Donnerstag, 16. Juni 1994

18

Tannennadeln knirschten unter Veras weißen Nike-Turnschuhen, als sie auf Värmdö aus ihrem Saab 900 stieg. Frischer Harzduft stieg vom trockenen Boden auf und umfing sie. Sie blickte sich um. Zwei Autos standen im Schatten einiger Kiefern. Ein Pfad führte vom Parkplatz zum Haus. Hier draußen hielt sich Micael Bratts Agent Bengt J. Lindwall also aller Wahrscheinlichkeit nach versteckt. Im Schritttempo fahrend und über eine Straßenkarte gebeugt, hatte sie nach der unscheinbaren Einfahrt gesucht. Eine winzige Schneise im Tannenwald, neben der Landstraße. Aber jetzt war sie am Ziel, und wenn Lindwall sich ihren Vorschlag anhörte, war sie davon überzeugt, dass er anbiss. Sie konnte seinem der Vergewaltigung bezichtigtem Klienten ein Alibi verschaffen. Alles, was Bratt tun musste, war zu bezahlen.

Vera ging den Pfad zum Haus hinauf. Es dauerte nicht lange, und sie war von dichtem Tannenwald umgeben, kein Sonnenstrahl drang durch die Äste. Ein Kiefernspalier bildete einen kühlen Tunnel, der nach fünfzehn Metern abrupt an einem Felsplateau endete. Jenseits der Lichtung sah sie das Schärenhaus, das oben auf den Klippen zu balancieren schien. Ein ausgewachsener Platzregen müsste genügen, um das graue Holzhaus über die Klippen ins Meer zu spülen.
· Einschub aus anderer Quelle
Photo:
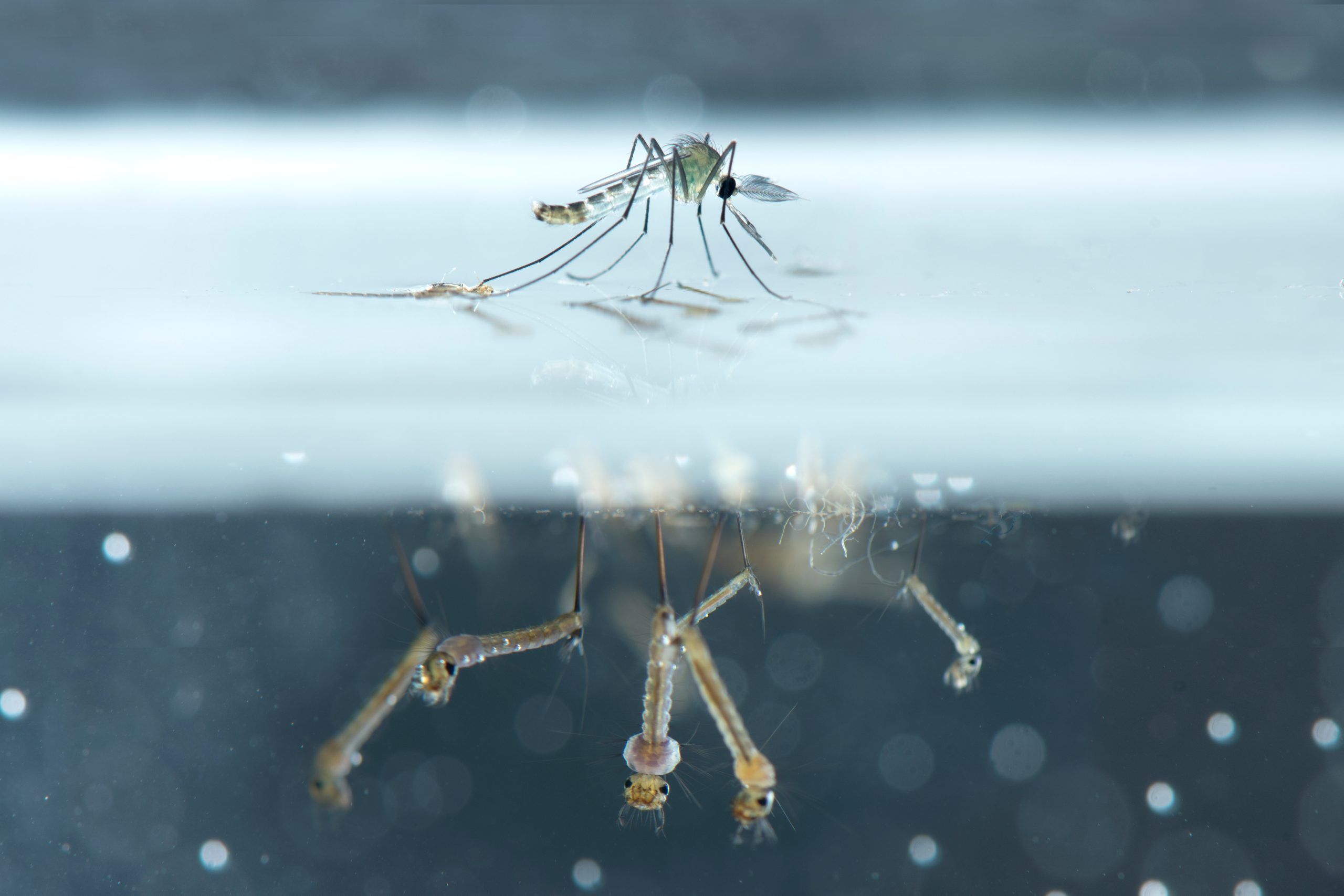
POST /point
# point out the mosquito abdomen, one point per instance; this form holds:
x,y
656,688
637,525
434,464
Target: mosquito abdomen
x,y
613,199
In dem Moment, als Vera auf die Klippen kletterte, ging die Vordertür auf, und Micael Bratt kam ihr, mit einer Reisetasche in der Hand, entgegen. Was machte er hier? Rasch wich sie einen Schritt zurück, doch dann wurde ihr klar, dass Bratts Anwesenheit ihr in die Karten spielte. Den Schauspieler würde sie schneller von ihren Argumenten überzeugen als einen gewieften Agenten.
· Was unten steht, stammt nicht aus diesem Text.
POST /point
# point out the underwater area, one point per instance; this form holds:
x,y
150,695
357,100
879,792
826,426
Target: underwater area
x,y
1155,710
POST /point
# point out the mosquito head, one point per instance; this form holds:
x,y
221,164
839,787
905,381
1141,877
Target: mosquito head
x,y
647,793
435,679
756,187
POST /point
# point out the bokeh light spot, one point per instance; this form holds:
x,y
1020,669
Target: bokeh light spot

»Wer zum Teufel sind Sie?«, blaffte Bratt, als er sie entdeckte.

»Vera Berg.«

Sie zögerte, ehe sie fortfuhr.

»Von der Kvällsposten

Bratt funkelte sie zornig an. Er trug eine helle Leinenhose und ein weißes Hemd. Vera kam der Gedanke, dass sein Erscheinungsbild sämtlichen physikalischen Gesetzen zuwiderlief. Wie konnte ein Säufer wie Bratt in so guter Form sein?
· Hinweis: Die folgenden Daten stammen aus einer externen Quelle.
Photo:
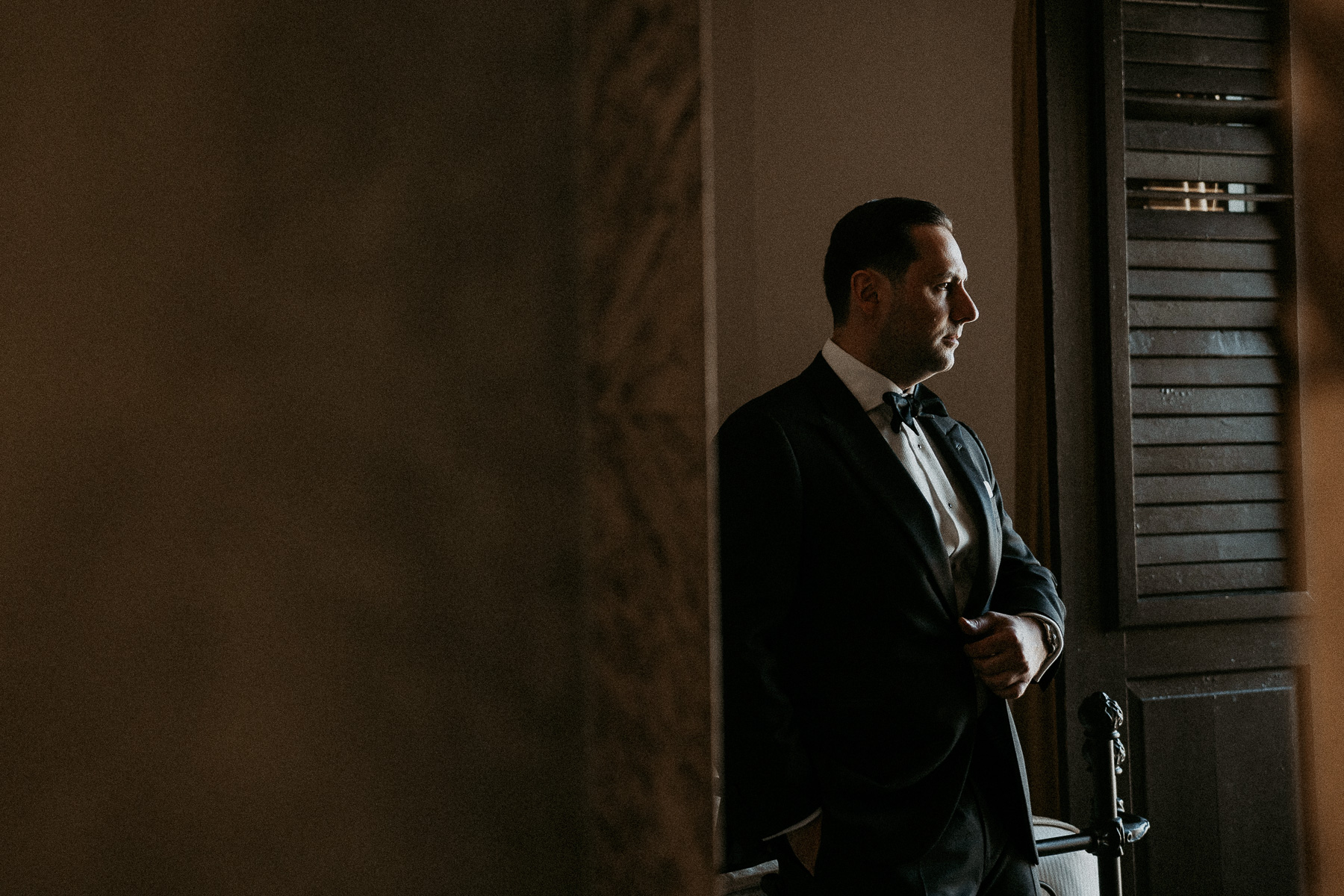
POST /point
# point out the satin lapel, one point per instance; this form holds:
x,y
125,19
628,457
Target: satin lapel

»Kein Kommentar. Verschwinden Sie von hier, bevor ich die Polizei rufe.«

Er machte einen Schritt auf sie zu, wie um sein Revier zu markieren.

»Sie sollen verschwinden, habe ich gesagt.«

Vera lächelte.

»Ich bin nicht hier, um einen Kommentar von Ihnen zu erhalten. Ich bin hier, weil ich Ihnen ein Alibi geben kann«, sagte sie gelassen.

Irgendetwas schien sich in Bratt zu lösen. Er stellte seine Tasche ab.

»Was haben Sie gesagt?«

»Sie haben eine Vergewaltigungsklage am Hals und sich mit Ihren haltlosen Ausflüchten in der Presse gewaltig in die Nesseln gesetzt. Niemand glaubt Ihnen. Aber ich weiß, dass Sie unschuldig sind. Jedenfalls, was diese Vergewaltigung betrifft. Und ich kann es beweisen.«

Bratt sah sie skeptisch an.

»Überzeugen Sie sich selbst«, sagte sie.

Vera nahm den grünen Fujifilm-Umschlag aus ihrer Handtasche, den Jonnys Kompagnons gestern Nacht in ihren Briefkasten gesteckt hatten, und zog das Foto von der wilden Party heraus, die Bratt am zweiten Juni im Clubheim der Motorradrocker gefeiert hatte. Es zeigte eine nackte Frau, vermutlich eine Stripperin, die sich über den Billardtisch beugte, während Bratt sich mit heruntergelassener Hose, die Boxershorts unten auf den Knöcheln, von hinten an ihr Gesäß presste. Das Gesicht verzerrt und verschwitzt.

»Kommt Ihnen das bekannt vor?«

Bratt trat einige Schritte auf sie zu und musterte die Aufnahme. Die Sonne spiegelte sich auf dem glänzenden Fotopapier. Er schirmte seine Augen mit der Hand ab und blinzelte.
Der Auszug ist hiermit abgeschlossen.